Crazy weather here.  Yesterday was a bright sunny day, then while we were out for a walk, big gray clouds began to roll in.  While we were sitting out in the late afternoon, the wind picked up then rain.  Not much, but enough that we put the chairs away and went inside.  Within minutes it was over and the sun was

Over night, about 5 AM there was a fifteen-second burst of rain and a few loud rolls of thunder, Then nothing.

Our short walk yesterday took us back to the South River Trail.  We hadn’t seen the “now famous” leaning pine and had figured out where it probably was.  The pine grows out of the sandstone shore, at about a 45-degree downward angle, then extends another 20-30 feet over the water.  A bit different.  The wildflowers along this trail are in full bloom.  There are salsify, yarrow, daisies, coneflowers, and lots of tansy in the sunny sections.  In the wooded areas there are blueberries and bunchberries, wood aster, and numerous small, low-growing white-flowered plants I haven’t identified.

Today we decided to do a series of short hikes.  Each one was very different from the next.

Callanders Beach is on a shallow lagoon between the shore and the south dune.  Would be a pleasant place to wade and picnic.  A few shore birds.

Migmag Cedars Trail (1.3 km) circles a grove of eastern white cedar. Nearly the entire trail is a boardwalk.

Beaver Trail (1.4 km) is a lollipop trail that leads to a now abandoned beaver lodge.  The beaver took down so much birch and maple that they had to move on because of lack of food. Again most of the trail is a boardwalk, so no wet feet.

Pines trail is another lollipop trail that circles some old huge pines.  At one time this forest was filled with 40-60 pines, 7 meters circumference, but most were harvested for sailing ships in the 19th century.

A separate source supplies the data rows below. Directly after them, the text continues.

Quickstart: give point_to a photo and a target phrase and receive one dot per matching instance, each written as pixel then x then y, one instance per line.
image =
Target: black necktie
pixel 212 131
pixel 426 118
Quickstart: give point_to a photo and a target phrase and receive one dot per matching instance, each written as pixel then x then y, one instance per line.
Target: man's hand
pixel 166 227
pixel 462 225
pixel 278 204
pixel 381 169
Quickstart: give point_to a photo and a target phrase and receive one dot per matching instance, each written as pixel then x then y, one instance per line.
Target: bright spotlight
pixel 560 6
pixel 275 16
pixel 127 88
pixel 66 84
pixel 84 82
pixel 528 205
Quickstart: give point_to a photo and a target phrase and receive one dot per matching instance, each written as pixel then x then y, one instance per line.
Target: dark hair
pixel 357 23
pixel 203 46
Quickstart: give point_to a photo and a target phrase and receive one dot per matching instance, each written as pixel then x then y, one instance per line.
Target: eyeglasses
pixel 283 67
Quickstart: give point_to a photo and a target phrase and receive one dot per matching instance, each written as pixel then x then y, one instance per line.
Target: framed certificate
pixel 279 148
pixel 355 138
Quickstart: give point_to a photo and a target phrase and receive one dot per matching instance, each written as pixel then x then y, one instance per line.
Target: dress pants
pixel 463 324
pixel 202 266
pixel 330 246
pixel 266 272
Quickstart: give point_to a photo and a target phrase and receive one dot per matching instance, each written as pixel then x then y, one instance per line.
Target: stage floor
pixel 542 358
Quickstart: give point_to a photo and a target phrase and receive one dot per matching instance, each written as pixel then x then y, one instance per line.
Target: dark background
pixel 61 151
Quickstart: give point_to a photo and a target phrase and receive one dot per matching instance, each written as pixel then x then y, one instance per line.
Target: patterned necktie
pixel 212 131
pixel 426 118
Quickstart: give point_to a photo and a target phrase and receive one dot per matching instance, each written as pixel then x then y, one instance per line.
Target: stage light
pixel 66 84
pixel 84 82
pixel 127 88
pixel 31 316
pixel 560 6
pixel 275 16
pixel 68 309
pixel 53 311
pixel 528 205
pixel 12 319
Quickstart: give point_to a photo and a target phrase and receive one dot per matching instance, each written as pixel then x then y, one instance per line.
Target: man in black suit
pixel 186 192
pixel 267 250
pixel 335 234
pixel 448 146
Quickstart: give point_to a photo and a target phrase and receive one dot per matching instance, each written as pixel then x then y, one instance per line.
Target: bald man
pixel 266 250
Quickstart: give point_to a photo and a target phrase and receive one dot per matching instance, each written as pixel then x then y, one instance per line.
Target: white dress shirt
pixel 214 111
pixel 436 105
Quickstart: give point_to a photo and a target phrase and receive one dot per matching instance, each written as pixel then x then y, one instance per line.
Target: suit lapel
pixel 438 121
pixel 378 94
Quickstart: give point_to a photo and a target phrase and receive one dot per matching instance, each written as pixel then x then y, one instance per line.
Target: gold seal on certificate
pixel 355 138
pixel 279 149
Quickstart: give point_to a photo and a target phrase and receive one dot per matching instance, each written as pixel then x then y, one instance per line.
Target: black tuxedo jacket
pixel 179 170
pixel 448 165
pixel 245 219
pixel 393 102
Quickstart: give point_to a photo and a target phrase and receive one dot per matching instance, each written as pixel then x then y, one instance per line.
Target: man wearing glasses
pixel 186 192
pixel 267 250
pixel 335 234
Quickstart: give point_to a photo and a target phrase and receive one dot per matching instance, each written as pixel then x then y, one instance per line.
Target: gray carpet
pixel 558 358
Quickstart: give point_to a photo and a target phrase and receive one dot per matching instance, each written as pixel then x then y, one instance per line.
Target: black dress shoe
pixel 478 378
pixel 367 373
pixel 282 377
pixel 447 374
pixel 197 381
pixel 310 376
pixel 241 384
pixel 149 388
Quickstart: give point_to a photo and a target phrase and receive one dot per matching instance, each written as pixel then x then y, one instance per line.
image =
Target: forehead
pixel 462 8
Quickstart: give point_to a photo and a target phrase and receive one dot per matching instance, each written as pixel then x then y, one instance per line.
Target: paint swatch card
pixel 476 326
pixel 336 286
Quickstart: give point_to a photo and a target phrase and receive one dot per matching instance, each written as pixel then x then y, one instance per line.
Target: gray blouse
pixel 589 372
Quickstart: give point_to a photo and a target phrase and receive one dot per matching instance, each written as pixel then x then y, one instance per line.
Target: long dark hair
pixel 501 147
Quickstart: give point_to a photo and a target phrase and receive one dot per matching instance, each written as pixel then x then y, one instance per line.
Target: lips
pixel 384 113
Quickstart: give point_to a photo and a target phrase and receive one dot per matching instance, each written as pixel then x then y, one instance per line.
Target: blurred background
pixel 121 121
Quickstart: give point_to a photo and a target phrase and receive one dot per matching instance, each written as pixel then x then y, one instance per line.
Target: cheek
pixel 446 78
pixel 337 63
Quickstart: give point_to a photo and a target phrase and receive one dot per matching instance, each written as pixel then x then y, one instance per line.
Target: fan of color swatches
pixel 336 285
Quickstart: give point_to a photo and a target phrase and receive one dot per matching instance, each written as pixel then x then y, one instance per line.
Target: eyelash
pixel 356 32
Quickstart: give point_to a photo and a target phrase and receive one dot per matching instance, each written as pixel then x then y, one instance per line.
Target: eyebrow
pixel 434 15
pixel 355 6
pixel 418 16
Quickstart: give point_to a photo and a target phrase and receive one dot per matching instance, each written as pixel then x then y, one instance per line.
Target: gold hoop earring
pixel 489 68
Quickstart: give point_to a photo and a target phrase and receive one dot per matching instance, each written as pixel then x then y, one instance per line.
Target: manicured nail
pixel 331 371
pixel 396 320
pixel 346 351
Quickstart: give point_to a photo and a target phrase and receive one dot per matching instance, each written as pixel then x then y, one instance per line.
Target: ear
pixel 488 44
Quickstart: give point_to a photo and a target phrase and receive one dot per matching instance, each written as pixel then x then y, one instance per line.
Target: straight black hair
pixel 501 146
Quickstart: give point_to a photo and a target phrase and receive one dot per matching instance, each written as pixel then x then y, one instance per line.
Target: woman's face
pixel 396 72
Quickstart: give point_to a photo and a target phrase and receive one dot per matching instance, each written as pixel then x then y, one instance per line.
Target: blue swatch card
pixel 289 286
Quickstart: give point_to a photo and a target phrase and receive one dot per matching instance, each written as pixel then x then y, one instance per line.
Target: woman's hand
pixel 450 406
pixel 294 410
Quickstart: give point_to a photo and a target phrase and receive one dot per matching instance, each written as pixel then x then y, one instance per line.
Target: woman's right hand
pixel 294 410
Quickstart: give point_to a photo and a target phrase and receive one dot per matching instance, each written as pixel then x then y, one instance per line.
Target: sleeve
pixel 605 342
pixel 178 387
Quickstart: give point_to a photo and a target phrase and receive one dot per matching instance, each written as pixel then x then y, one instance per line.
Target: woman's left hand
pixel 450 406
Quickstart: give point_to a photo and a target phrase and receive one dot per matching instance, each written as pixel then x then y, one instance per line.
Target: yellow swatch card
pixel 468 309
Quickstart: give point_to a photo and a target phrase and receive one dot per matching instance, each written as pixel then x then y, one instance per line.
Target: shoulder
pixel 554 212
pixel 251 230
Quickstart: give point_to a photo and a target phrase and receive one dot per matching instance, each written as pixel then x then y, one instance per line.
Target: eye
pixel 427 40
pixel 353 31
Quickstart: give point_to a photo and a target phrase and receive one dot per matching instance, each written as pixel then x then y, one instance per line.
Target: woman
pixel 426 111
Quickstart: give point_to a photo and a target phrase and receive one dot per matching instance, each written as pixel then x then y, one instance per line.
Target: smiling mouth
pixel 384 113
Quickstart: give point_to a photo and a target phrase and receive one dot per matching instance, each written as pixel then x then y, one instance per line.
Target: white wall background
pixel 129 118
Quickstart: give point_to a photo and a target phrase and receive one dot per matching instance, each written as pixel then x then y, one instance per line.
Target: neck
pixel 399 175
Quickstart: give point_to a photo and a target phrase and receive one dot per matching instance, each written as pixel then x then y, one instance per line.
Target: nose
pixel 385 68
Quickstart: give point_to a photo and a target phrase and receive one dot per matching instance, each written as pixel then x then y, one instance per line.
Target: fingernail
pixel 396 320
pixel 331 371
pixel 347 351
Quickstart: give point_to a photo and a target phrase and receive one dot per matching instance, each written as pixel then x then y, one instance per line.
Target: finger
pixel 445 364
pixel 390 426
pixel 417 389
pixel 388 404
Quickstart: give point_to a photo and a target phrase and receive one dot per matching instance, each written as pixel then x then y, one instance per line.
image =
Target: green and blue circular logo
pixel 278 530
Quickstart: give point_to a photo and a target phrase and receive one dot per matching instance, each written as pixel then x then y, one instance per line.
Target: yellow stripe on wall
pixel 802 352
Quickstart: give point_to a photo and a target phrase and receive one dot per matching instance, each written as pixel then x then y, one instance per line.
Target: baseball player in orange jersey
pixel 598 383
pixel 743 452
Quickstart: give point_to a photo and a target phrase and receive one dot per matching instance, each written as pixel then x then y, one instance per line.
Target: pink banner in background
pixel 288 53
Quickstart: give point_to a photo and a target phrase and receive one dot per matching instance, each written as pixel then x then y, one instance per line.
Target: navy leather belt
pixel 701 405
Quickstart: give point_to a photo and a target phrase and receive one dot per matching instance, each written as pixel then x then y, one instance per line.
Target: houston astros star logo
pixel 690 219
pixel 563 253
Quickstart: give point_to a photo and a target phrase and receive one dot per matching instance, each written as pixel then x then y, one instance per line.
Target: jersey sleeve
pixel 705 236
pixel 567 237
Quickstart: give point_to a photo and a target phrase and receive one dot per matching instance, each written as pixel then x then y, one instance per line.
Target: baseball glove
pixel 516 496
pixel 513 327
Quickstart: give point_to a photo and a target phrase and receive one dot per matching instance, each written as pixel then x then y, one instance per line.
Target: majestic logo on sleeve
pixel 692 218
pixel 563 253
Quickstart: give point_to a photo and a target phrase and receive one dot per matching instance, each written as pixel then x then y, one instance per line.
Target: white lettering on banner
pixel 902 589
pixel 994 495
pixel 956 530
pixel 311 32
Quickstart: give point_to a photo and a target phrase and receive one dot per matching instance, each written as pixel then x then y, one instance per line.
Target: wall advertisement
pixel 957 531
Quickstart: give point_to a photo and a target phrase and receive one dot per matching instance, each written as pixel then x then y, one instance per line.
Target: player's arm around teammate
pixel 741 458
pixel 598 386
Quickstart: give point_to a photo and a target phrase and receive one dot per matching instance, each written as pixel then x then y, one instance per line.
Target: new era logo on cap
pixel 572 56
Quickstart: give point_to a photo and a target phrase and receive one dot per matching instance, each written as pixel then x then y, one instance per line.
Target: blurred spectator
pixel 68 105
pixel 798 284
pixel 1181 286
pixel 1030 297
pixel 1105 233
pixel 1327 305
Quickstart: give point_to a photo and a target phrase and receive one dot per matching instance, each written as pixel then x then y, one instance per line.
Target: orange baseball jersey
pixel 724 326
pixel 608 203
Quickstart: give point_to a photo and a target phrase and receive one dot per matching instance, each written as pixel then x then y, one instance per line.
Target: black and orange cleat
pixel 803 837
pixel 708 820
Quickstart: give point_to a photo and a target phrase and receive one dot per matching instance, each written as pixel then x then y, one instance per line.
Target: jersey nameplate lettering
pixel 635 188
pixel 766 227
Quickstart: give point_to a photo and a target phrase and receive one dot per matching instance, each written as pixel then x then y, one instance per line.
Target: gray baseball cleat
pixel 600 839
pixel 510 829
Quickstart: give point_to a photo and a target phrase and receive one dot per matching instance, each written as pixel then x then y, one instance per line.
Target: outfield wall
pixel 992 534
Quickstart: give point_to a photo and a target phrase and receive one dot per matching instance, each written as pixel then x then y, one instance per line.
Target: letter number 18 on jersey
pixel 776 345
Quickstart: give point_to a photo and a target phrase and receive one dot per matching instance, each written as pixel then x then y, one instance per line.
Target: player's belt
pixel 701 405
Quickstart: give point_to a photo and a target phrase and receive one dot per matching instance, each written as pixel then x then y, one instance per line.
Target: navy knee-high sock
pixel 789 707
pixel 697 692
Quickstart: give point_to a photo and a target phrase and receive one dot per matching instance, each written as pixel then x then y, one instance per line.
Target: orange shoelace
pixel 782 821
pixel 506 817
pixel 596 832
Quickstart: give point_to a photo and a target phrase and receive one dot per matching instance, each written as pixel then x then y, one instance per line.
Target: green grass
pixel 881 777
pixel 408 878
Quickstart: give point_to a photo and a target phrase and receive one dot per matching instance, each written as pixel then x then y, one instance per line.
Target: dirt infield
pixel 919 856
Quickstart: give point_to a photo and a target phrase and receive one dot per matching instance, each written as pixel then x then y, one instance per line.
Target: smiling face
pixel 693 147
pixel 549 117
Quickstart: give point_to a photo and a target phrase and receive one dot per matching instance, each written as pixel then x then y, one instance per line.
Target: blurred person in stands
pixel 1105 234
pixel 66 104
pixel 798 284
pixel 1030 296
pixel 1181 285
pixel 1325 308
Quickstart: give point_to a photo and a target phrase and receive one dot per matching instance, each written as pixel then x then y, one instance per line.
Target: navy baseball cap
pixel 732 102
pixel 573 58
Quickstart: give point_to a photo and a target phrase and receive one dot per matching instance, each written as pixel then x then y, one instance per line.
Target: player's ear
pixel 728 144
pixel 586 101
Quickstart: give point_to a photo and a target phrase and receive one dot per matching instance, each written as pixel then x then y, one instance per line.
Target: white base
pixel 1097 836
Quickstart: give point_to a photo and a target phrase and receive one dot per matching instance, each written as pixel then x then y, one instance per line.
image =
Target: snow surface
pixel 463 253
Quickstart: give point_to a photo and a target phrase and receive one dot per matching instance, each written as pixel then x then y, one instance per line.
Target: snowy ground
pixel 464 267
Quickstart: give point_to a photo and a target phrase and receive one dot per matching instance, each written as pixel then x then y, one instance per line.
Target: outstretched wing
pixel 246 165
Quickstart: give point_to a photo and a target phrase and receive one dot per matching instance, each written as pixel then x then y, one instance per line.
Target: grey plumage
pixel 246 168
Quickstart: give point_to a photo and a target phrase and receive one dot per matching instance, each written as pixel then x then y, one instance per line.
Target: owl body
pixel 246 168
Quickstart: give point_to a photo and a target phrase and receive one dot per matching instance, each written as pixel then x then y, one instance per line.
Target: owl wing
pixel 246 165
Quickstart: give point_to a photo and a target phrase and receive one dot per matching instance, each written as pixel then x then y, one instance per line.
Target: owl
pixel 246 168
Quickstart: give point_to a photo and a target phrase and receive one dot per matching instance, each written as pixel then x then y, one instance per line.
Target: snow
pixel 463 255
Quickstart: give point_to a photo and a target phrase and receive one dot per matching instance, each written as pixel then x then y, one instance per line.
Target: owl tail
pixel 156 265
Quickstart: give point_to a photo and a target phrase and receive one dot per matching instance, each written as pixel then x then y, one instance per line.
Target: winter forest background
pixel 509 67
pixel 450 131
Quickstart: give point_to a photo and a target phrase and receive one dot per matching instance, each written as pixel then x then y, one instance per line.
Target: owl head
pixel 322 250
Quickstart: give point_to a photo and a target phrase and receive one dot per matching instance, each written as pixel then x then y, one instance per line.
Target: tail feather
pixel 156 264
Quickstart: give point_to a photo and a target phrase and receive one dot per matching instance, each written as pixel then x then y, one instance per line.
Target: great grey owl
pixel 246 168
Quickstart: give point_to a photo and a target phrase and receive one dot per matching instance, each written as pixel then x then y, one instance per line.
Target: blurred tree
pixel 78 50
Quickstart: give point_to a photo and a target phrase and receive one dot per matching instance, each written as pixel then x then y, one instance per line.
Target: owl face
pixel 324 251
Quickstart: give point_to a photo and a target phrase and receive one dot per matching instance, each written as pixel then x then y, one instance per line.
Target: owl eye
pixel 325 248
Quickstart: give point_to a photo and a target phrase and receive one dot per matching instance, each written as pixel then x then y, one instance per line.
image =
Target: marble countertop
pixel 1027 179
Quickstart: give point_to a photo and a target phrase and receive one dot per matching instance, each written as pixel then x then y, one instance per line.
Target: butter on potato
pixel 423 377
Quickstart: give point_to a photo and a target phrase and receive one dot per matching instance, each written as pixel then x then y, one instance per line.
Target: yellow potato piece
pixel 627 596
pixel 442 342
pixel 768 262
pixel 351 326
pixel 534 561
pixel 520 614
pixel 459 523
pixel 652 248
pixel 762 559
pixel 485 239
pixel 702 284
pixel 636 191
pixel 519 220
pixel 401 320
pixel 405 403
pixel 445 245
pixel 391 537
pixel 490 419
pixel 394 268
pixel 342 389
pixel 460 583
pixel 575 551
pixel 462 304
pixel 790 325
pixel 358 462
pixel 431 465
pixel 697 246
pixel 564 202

Bog Trail (1.8 km) was perhaps the most different.  We walked through a pine, spruce, and fir forest to the bog.  Suddenly the forest ended and the bog began.  A few scrubby trees, including larch, grow on the bog, but there are various mosses and at least two different kinds of carnivorous plants (pitcher plants) that we noted.  Foot prints in the mud may have been moose.  On one edge of the bog is a tower that gave us a marvelous view of the bog.  Elsewhere in New Brunswick are commercial peat bogs, but this one within the national park is protected.